Know yourself (gnosce teipsum) in relation to your overt intentions and your hidden motives, in relation to your thinking, your physical functioning, and to those greater not-selves, who see to it that, despite all the ego's attempts at sabotage, the thinking shall be tolerably relevant and the functioning not too abnormal. Be totally aware of what you do and think and of persons, with whom you are in relationship, the events which prompt you at every moment of your existence. Be aware impartially, realistically, without judging, without reacting in terms of remembered words to your present cognitive reactions. If you do this, the memory will be emptied, knowledge and pseudoknowledge will be relegated to their proper place, and you will have understanding--in other words, you will be in direct contact with reality at every instant.

NOTES ON ZEN

In itself the world is a continuum; but when we think about it in terms of words, we are compelled, by the very nature of our vocabulary and syntax, to conceive of it as a something composed of separate things and distinct classes. Working upon the immediate data of reality, our consciousness fabricates the universe we actually live in. In the Hinayana scriptures craving and aversion are named as the factors making for the pluralization of Suchness, the illusion of discreteness, egoity and the autonomy of the individual. To these world distorting vices of the will the Mahayana philosophers add the intellectual vice of verbalized thinking. The universe inhabited by ordinary, unregenerate people is largely homemade--a product of our desires, our hatreds and our language. By ascesis a man can learn to see the world, not through the refracting medium of craving and aversion, but as it is in itself. ("Blessed are the pure in heart, for they shall see God.") By meditation he can by-pass language--by-pass it at last so completely that his individual consciousness, deverbalized, becomes one with the unitary Consciousness of Suchness. In meditation according to the methods of Zen, deverbalization of consciousness is achieved through the curious device of the koan.
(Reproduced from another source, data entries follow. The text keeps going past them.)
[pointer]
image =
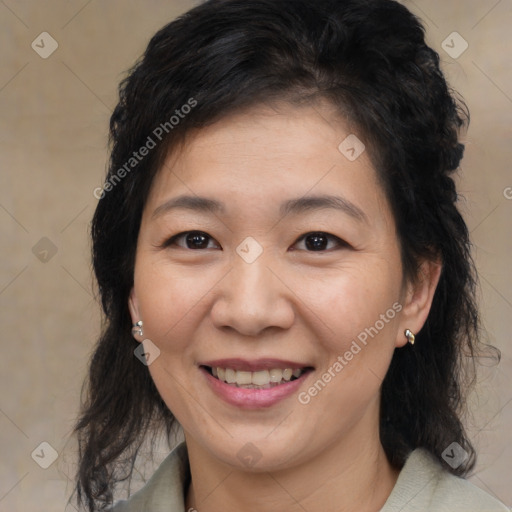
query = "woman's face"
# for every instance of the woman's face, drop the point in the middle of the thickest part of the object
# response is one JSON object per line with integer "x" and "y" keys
{"x": 244, "y": 295}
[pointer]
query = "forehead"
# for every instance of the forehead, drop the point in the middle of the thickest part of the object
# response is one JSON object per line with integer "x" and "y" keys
{"x": 264, "y": 156}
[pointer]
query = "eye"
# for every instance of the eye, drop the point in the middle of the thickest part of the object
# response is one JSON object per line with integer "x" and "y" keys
{"x": 193, "y": 240}
{"x": 317, "y": 241}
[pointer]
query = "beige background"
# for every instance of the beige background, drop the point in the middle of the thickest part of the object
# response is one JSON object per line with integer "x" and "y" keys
{"x": 54, "y": 118}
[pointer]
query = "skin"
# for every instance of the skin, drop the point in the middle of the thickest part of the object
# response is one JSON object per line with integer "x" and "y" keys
{"x": 291, "y": 303}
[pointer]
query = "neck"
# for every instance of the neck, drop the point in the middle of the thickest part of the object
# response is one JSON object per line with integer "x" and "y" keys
{"x": 347, "y": 476}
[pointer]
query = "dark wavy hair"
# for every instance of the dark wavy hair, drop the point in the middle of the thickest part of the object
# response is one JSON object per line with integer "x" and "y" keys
{"x": 368, "y": 59}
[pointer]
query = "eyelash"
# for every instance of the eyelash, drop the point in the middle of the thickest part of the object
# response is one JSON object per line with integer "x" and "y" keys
{"x": 341, "y": 243}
Any verbal formula--even a formula which correctly expresses the facts--can become, for the mind that takes it too seriously and idolatrously worships it as though it were the reality symbolized by the words, an obstacle in the way of immediate experience.
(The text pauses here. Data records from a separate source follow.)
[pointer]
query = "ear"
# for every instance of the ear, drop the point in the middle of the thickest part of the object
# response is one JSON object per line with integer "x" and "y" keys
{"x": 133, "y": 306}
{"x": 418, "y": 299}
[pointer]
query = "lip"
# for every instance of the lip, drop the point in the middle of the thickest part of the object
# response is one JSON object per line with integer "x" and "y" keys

SYMBOL AND IMMEDIATE EXPERIENCE

There are two main kinds of religion. There is the religion of immediate experience (the religion, in the words of Genesis, of hearing the voice of God while walking in the Garden in the cool of the evening--the religion of direct acquaintance with the Divine in the world), and there is the religion of symbols (the religion of the imposition of order and meaning upon the world through verbal or nonverbal symbols and their manipulation--the religion of knowledge about the Divine rather than direct acquaintance with the Divine).

I take it that the mystical experience is essentially the being aware of and, while the experience lasts, being identified with a form of pure consciousness--of unstructured, transpersonal consciousness, lying, so to speak, upstream from the ordinary discursive consciousness of every day. It is a non-egotistic consciousness, a kind of formless and timeless consciousness, which seems to underlie the consciousness of the separate ego in time.
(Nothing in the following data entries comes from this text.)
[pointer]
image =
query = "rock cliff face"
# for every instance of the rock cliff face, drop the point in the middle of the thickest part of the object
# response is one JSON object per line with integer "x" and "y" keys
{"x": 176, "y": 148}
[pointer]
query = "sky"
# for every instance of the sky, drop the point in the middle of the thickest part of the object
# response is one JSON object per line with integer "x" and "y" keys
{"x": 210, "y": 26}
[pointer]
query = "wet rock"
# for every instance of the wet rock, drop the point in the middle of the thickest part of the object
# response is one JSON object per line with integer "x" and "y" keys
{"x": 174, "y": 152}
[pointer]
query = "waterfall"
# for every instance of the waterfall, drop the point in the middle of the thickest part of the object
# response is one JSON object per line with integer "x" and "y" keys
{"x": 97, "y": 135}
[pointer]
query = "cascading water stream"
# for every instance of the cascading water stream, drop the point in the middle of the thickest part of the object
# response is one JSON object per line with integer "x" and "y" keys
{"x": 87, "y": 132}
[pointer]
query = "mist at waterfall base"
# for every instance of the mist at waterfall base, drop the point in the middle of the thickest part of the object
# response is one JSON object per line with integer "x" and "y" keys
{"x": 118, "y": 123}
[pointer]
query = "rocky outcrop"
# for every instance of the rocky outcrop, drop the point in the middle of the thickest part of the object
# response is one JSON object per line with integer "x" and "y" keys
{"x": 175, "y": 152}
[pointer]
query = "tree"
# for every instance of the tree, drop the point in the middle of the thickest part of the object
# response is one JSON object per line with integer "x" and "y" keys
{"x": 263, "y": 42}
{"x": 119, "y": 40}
Now, why should this sort of consciousness be regarded as valuable? I think for two reasons: First of all, it is regarded as valuable because of the self-evident sensibility of value, as William Law would say. It is regarded as intrinsically valuable just as aesthetically the experience of beauty is regarded as valuable. It is like the experience of beauty, but much more so, so to speak. And it is valuable, secondarily, because as a matter of empirical experience it does bring about changes in thought and character and feeling which the experiencer and those about him regard as manifestly desirable. It makes possible a sense of unity, of solidarity, with the world. It brings about the possibility of a kind of universal love and compassion, that kind of ungrudging love and compassion which is stressed so much in the gospel, where Christ says, "Judge not, that ye be not judged."